Activation of ISIN: The activation of ISIN shall be done by the depositories only after the stock exchanges have approved the listing of securities.

Allocation of temporary ISIN to new securities: The re-issuances of new securities in existing ISIN shall be done by the depositories by issuing temporary ISIN to such securities which shall be kept frozen. Upon receiving approval for listing such securities, the securities credited under the new temporary ISIN shall be debited and credited in the pre existing ISIN of the existing securities before trading.

Penalty: The penalty will be levied on the issuer at a penal interest rate of 1 % P.A over the coupon or dividend rate for the period of delay. Further, it shall be paid to the investor if there is a delay in the timeline for listing of securities.

Directions:  The stock exchanges shall issue directions in relation to:

  1. Submission or disclosures are to be made at the time of in-principle approval application and listing application.
  2. Timeline within which in-principle approval and listing are to be made by an issuer.
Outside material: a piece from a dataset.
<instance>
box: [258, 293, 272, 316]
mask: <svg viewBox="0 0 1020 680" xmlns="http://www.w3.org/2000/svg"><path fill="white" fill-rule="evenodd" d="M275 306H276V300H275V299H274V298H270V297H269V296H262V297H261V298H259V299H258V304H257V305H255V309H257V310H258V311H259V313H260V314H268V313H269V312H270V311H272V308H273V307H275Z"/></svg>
Deviation from the timeline: The stock exchange may allow deviation from the above timeline for listing of securities provided it does not exceed T+3 days for concluding the trading. Further, the reaons for such deviation shall be recorded in writing.

Conclusion

The SEBI[1], to bring efficiency and standardise the timeline for listing of securities, has issued the present circular concerning the non-convertible securities and municipal debt securities issued on a private-placement basis. The standardised timeline will enable the issuer to trade the securities on stock exchanges in a streamlined manner. The revised timeline has now reduced the overall trading settlement cycle from T+4 days to T+3 days. Reducing the timeline for listing of securities will also aid the investor in their settlement cycle.